Plug-and-play capability: SyncGE can enhance different base retrievers (e.g., BM25, DPR), demonstrating strong generalizability.

Highlights & Insights¶

The plug-and-play design combining graph expansion with traditional retrievers is highly clever. It does not require replacing existing retrievers but simply appends a graph expansion step to their output, lowering the barrier to practical deployment.
The design idea of using Gist Memory to compress information with triples can be transferred to other tasks requiring multi-step reasoning (such as multi-step mathematical reasoning or long-document comprehension). Replacing raw text with structured intermediate representations can dramatically reduce context length.
Diverse Triple Beam Search is a reusable trick that ensures both coverage and diversity during graph search, avoiding the local clustering issues typical of traditional BFS/DFS.

Limitations & Future Work¶

By-design reliance on LLMs for triple extraction: Each retrieval step requires multiple LLM calls (for triple extraction, reasoning, and query rewriting), which may lead to high latency and cost, making it less suitable for scenarios with strict real-time requirements.
Construction cost of the offline triple index: Extracting triples and building graph indices for the entire corpus beforehand can be expensive for large-scale corpora.
Evaluation limited to multi-hop QA: The approach has not been validated in other RAG scenarios, such as open-domain dialogue or fact verification, so its generalizability remains to be fully explored.
Future Directions: Exploring lightweight models (like small specialized extractors) instead of LLMs for triple extraction to reduce cost; combining graph expansion with vector databases for more flexible hybrid retrieval.

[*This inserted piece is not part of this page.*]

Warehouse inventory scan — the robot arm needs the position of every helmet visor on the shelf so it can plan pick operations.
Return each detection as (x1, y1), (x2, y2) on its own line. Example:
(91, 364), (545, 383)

vs IRCoT: IRCoT uses Chain-of-Thought for iterative retrieval but relies purely on text matching, lacking a graph structure. GeAR leverages graph expansion to discover multi-hop bridge documents in a single step.
vs ITER-RETGEN: ITER-RETGEN alternates iterative generation and retrieval, which incurs high computational overhead and easily loses information. GeAR's Gist Memory preserves information across steps much better.
vs GraphRAG (Microsoft): GraphRAG requires full community graph construction and global summarization, which is more expensive and designed for summary-type queries. GeAR is more lightweight and focuses on precise multi-hop retrieval.

Rating¶

Novelty: ⭐⭐⭐⭐ The combination of graph expansion and Gist Memory is novel, though multi-step RAG is not an entirely new direction.
Experimental Thoroughness: ⭐⭐⭐⭐ Three datasets with both retrieval and QA evaluations plus ablation studies, but lacks a detailed efficiency comparison.
Writing Quality: ⭐⭐⭐⭐ The project page is well-made, the method description is clear, and pseudocode helps comprehension.
Value: ⭐⭐⭐⭐ The plug-and-play design is highly practical, the 10%+ improvement is significant, providing good reference value for multi-hop RAG research.